If you just need to build projects there is no need to upgrade. The IDEs use GCC and are essentially executing a make file so you can also build without even opening the IDE. The IDE delivers on top of that debugging capabilities, an editor and various other plug-ins.

The various Eclipse based IDEs are not fully compatible with each other which means that you can't import a project to KDS or MCUXpresso from an Atollic project that will immediately work(although if you know details about the format of the project files it may be possible to edit them to get things set up correctly).

However, it is relatively simple to take a project's source files and create a new project in another Eclipse IDE that will then work. I maintain the uTasker project in various Eclipse based IDEs (KDS, CodeWarrior, MCUXpresso, CodeComposer, S32 Design Studio, Atollic, AVR Studio, CooCox - maybe a couple of others in the past too) and basically I never liked the way that they work nor had the patience to work out how to adjust things that don't work between them; so I just created a project using the same source files for each of them individually.

Regards

Mark

P.S: Atollic (Lite) has been free for quite some time - even before ST took it over. Basically ST has now put as stop to use of it for those which aren't using ST parts (although it can still be used for any Kinetis part as long as you don't need a set-up wizard for a specific part and don't need register views).
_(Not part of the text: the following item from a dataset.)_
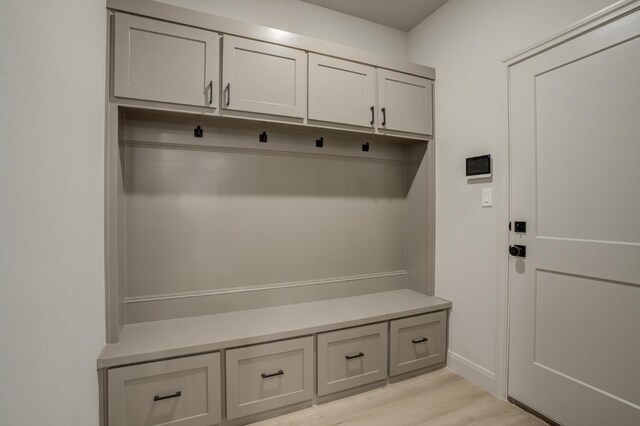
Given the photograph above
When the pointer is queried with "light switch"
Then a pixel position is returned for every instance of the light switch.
(487, 200)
uTasker developer and supporter (+5'000 hours experience on +60 Kinetis derivatives in +80 product developments)
Kinetis: http://www.utasker.com/kinetis.html

1,243 次查看
RufusVS
Contributor III

Thanks for your insights Mark!

     This project was originally outsourced and although the engineering company mostly knew what they were doing, there was

enough miscommunications for this to get off track enough to be cancelled and brought back in-house.   It is not a complicated

bunch of tasks that it has to do, but there  sure is a complicated source tree setup in the build environment:  kinetis chip support

package, freemodbus, and some others.  With ST dropping any kind of legacy (competitor-chip) support for former Atollis users

(plus some other bad experiences with ST, though not mine)  we are not inclined to change chips to an ST just to continue using

Atollis software.  However, I wanted to try a bare-bones build for this freescale chip MKM34Z256. Have you found MCUXpresso

does a good job of setting up a minimal framework, the embedded equivalent of a "Hello World" for their chips?  Or have you 

found other IDE's better?

Incidentally, my boss and I looked at your site, and we may decide uTasker may be a good way to go.  You clearly know your stuff.

We'll probably get in touch with you off-list about your product.